Hi, I checked the impact of UV light on male and female oxidative enzyme activity at different time intervals. I am very new to using two-way ANOVA. Can anyone help me interpret the results? I would be grateful.
Here's a clear, step-by-step guide for interpreting your two-way ANOVA (Analysis of Variance) results for understanding how factors like Gender and Time Intervals impact oxidative enzyme activity in response to UV radiation or similar experiments in your study:
Step 1: Identify Key Components
Your two-way ANOVA tests three main effects:
Main effect of Factor A (e.g., gender)
Main effect of Time intervals (e.g., different time points after exposure)
Interaction between Gender and Time Intervals
Step-by-Step Interpretation:
1. Check Assumptions:
Normality: Residuals should be normally distributed (use Shapiro-Wilk test).

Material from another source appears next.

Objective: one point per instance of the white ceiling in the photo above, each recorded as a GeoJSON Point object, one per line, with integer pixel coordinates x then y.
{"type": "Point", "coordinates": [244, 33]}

Homogeneity of variance: Similar variance across groups (Levene’s test).
If these assumptions hold, move forward.
2. Look at the ANOVA Table:
A typical two-way ANOVA table provides these details:
If not significant, enzyme activity doesn't differ significantly by gender overall.
Time Interval:Significant: Enzyme activity changes significantly over time. Not significant: Enzyme activity does not significantly differ across different time intervals.
3. Interaction Interpretation (Gender × Time Interval):
Significant Interaction:Indicates that the effect of one factor (time) depends on the level of the other (gender). This means gender groups respond differently over time. Example: Male and female enzyme activities differ in how they respond over time. You'd need follow-up tests (simple effects analysis or pairwise comparisons) to identify exactly where differences occur.
Not Significant:No interaction indicates the effect of time interval is consistent across gender groups.
4. Post-hoc Tests (If Needed):
If you find a significant interaction or a significant main effect with multiple levels (e.g., multiple time intervals):
Tukey HSD or Bonferroni-corrected tests are commonly used to identify exactly which groups differ significantly from each other.
5. Effect Size (Partial Eta squared, η²):
Indicates the magnitude of differences (0.01 = small; 0.06 = medium; 0.14+ = large effect size).
Practical Example:
Significant Gender effect: "Male and female enzymes differ significantly in oxidative activity overall (p < 0.05)."
Significant Time effect: "Enzyme activity varied significantly over time (p < 0.05), with peak activity at 24 hours post-UV exposure."
Significant Interaction: "Gender affects enzyme activity differently at specific time intervals after exposure (p < 0.05), suggesting follow-up comparisons are needed."
Example Reported Statement:
“A two-way ANOVA showed significant effects of Gender (F(1,28)=5.21, p=.02) and Time (F(3,84)=4.67, p=.005), with a significant Gender × Time interaction (F(3,84)=3.45, p=.02). Post-hoc analysis revealed significant differences at 24 and 48 hours for males compared to females.”